- IATA: none; ICAO: MM48; LID: CPX;

Summary
- Airport type: Military
- Operator: Secretariat of National Defense
- Serves: Ciudad Pemex, Tabasco
- Location: Macuspana Municipality
- Commander: General de Ala Piloto Aviador de Estado Mayor Luis Uriel Guerrero Olvera
- Elevation AMSL: 33 ft / 10 m
- Coordinates: 17°52′50″N 092°28′30″W﻿ / ﻿17.88056°N 92.47500°W
- Website: https://www.gob.mx/defensa/acciones-y-programas/bases-aereas

Map
- CPX Location of the airport in Tabasco CPX CPX (Mexico)

Runways
| Direction | Length |  | Surface |
| ft | m |
| 05/23 | 5,413 | 1,650 | Asphalt |
- SEDENA

= Ciudad Pemex Air Force Base =

Ciudad Pemex Air Force Base (ICAO: MM48, AFAC: CPX) is a military airport located in Ciudad Pemex, Macuspana, Tabasco, Mexico.

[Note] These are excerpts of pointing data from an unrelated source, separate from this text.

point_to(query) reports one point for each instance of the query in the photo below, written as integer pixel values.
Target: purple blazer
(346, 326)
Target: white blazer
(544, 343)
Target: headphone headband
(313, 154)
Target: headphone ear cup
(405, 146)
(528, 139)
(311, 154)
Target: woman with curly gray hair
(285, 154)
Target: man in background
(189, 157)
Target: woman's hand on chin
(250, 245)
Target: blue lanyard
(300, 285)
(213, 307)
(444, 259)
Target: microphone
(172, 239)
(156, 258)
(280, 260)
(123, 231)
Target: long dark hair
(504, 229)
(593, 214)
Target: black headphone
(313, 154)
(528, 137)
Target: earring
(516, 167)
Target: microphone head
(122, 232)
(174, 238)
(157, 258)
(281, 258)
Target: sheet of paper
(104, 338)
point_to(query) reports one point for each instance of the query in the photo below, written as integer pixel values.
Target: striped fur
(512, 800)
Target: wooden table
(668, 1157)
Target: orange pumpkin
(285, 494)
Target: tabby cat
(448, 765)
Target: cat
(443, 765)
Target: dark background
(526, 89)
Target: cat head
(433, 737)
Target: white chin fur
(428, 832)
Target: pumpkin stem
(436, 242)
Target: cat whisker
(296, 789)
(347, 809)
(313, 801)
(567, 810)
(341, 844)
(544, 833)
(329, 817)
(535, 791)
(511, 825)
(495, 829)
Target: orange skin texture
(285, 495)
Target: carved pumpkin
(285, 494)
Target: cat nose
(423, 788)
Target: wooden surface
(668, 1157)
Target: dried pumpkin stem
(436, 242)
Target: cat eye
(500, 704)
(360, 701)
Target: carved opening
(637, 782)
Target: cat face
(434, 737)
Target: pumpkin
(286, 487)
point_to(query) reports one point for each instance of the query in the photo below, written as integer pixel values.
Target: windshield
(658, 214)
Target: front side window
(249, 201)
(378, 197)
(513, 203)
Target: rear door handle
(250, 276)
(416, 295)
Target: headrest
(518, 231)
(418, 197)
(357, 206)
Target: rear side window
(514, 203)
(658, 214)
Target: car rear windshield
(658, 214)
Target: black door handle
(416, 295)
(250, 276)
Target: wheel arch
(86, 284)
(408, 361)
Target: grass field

It is located southeast of Ciudad Pemex and has one unlit runway, oriented 05/23, measuring 1,650 meters long and 30 meters wide, with turn ramps at both ends, it has also a 10,000-square-meter apron and a hangar.

The Ciudad Pemex Air Base began operating as such on December 1, 1995, the date on which Tenosique Airfield ceased to function as an air base and became Military Air Station No. 10. It is currently staffed by a general, a chief, 16 officers, and 70 troops responsible for providing flight equipment, air traffic control, aviation weapons, meteorology, and aerology. BAM-16 is the permanent headquarters of the 109th Air Squadron, which operates Cessna 182 aircraft.

== Accidents and incidents ==
- On October 21, 1974, a Sud Aviation SE 316B Alouette III aircraft registered XC-TAM, operated by Petróleos Mexicanos and destined for the Pozo Unión platform, crashed while taking off from the base, killing its pilot, its mechanic and 5 Pemex officials.